Case 474. (Gilles, 1916.)

A young officer, with many decorations for brilliant Colonial service, was in the battle of the Marne, under six consecutive days’ shell fire, smoked phlegmatically a cigarette no matter whether walls were crashing or horses disemboweled beside him, and was uniformly able to stimulate his men to the heavy work by humor or heroic phrases.

A week later, on the third day of the Aisne, he had to be evacuated. He was another man—wild-eyed, shivering, jumping at the least noise, unable to eat or sleep, given to battle dreams. He had to be carried away from the battle zone and put in a bed in a town in the rear and given chloral. The nightmares continued. On being awakened he would ask where he was. He was kept in bed, given strychnine cacodylate, and dieted. He went back to the front in four days. Two days later he had to be evacuated a second time. After some weeks more in the rear, however, he went back to the front, and thereafter had not relapsed (April, 1916.)

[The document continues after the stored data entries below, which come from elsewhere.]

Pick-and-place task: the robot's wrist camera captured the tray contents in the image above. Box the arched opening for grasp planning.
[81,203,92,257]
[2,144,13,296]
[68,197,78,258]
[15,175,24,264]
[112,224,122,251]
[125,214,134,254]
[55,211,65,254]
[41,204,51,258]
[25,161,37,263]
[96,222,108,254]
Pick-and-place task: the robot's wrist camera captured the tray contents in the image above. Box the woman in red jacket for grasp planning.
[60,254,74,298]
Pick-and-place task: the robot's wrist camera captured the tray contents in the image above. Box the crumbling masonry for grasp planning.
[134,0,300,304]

Re relapses, Wiltshire thinks their causes and frequency prove the psychogenic nature of Shell-shock. Ballard states that a severe case lasting six months does not recover in the army. Many that are said to recover in hospital break down at dépôts, often with symptoms quite unlike those which they originally presented, and it will be remembered that Ballard has an epileptic theory of the nature of Shell-shock. See Cases 82, 83, and 84 in Section A, III, Epileptoses. But another portion of Ballard’s contentions relates to a causation through fear suppressions released by perturbing events. According to Ballard, if the man endeavors to re-suppress the released fear, the fits occur. Ballet and DeFursac note the frequency of relapses—fewer after treatment at the front.